I disagree with your views on the new IPL. You say that our country has problems and that the owners of these teams should not be throwing money away on useless cricketers. I find no relation between the problems of our country that you mention and a legitimate investment that a person or organisation makes in a business venture.

The IPL is, at the end of the day, nothing but a business venture that needs investment, just like millions of other businesses in this country. By your logic, do I now approach my neighbourhood grocery store owner and tell him to shut shop because his profits go only to himself and not the poor? Going by your logic, no person, businessman or other wise, can invest in any business involved in personal gain. Going by your logic, schools and hospitals themselves, which also function like private organisations, and also work on profits and a bottom line, should also shut shop.

Doesn't the building and functioning of schools and hospitals also involve huge sums of money? True, schools, hospitals and parks are noble causes that help society; investing in them is essentially investing in a better society, unlike investing in the IPL league, which largely only benefits the cricketers, their owners, and management. But many schools and hospitals are also privately funded, profit making ventures. So the difference that you make between the two is really one of purpose. Though they both function as greedy capitalist ruthlessly efficient organisations and employ the same methods and amount of money, the main difference between them is that schools and hospitals help people.
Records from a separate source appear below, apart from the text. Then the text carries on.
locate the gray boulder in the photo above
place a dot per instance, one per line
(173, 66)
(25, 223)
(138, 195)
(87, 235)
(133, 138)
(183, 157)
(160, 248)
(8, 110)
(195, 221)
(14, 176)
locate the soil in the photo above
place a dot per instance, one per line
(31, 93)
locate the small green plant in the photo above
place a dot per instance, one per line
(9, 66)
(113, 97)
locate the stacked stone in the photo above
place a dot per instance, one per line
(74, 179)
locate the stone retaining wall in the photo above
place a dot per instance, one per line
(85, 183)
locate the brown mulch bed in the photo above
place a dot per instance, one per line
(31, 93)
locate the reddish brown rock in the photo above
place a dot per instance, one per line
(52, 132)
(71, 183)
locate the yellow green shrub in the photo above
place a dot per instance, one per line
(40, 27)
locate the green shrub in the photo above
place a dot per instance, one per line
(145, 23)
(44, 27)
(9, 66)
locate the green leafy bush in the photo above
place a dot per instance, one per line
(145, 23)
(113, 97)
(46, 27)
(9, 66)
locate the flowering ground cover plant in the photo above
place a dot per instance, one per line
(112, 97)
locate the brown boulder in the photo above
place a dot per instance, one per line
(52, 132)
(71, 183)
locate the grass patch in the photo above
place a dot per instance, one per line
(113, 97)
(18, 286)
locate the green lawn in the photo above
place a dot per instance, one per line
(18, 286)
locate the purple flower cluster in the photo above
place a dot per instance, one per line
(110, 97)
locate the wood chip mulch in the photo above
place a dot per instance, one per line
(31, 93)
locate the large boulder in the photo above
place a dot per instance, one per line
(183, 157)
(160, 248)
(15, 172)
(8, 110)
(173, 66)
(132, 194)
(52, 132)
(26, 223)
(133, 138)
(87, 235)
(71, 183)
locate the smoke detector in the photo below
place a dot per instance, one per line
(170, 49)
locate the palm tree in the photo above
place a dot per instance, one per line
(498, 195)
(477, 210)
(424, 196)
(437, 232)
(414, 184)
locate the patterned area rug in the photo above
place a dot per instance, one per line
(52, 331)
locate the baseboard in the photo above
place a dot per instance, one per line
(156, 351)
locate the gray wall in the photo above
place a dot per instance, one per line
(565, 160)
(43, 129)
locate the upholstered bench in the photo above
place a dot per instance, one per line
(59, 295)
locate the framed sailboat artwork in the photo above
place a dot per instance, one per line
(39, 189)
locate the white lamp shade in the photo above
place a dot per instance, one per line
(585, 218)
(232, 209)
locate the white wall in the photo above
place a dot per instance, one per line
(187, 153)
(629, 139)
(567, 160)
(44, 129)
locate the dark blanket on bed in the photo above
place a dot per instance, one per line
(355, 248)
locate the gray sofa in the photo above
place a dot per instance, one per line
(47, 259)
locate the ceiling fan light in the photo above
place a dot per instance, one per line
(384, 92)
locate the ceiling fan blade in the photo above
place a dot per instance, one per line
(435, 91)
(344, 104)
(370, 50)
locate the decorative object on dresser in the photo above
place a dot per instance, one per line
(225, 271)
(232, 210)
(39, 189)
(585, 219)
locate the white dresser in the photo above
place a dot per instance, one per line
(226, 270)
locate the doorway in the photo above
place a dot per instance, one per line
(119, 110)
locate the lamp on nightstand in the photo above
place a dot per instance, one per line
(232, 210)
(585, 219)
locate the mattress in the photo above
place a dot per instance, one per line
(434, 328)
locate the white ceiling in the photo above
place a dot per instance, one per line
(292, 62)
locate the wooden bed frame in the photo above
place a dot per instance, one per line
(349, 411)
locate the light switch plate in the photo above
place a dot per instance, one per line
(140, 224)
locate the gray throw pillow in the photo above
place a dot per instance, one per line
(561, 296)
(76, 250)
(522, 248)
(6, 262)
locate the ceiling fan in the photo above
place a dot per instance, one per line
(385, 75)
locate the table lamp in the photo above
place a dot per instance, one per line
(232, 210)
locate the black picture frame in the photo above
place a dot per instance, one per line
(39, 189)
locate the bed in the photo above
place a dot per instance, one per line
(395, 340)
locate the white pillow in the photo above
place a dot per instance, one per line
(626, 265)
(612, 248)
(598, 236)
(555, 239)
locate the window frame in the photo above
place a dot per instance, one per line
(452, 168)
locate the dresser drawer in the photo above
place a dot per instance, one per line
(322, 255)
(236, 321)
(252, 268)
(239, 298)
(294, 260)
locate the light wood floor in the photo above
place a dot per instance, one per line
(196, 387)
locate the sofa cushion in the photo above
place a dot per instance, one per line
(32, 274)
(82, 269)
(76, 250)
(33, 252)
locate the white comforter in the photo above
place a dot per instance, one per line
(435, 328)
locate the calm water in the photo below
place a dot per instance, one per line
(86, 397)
But this difference in itself does not invalidate the need for pouring money into the IPL. Why? Because people have a right to make as much money as they possibly can, without having to be forced to achieve this by always investing in a good cause. Don't you agree? Just because the companies we invest in or whose products we buy (like Reliance, Tata, Birla, etc.) are focused on selfish profit making, does not mean that we abandon all this selfish profit making and work, invest in or buy products from companies that only serve the country's need. That is silly.

Business is business. Just because funding a hospital is better than funding a cricket team, does not mean that we should spend the rest of our lives seeking out and funding or working for only organisations that help society at large and may or may not be able to support their employees and investors and their families in the long run.

You see, there is a limit to the amount of money that rich people can pour into charitable or 'low return' or society friendly organisations. Sooner or later, they will have to make money. That, after all, is the function of businessmen - they spend money to make money. You can't go up to an IPL owner or investor and accuse them of not doing enough for the country. For all you know, these individuals could be donating a larger part of their personal income to the poor than you are. 

Their job is to make money. If the way to make that money is by tapping venture capitalists or spending their life savings on a bunch of over hyped, overpaid cricketers, this does not make them bad people. It makes them smart business people. We need such smart people in this country. We need to teach our kids to be as smart as they are. We won't rid this country of poverty without smart people like these.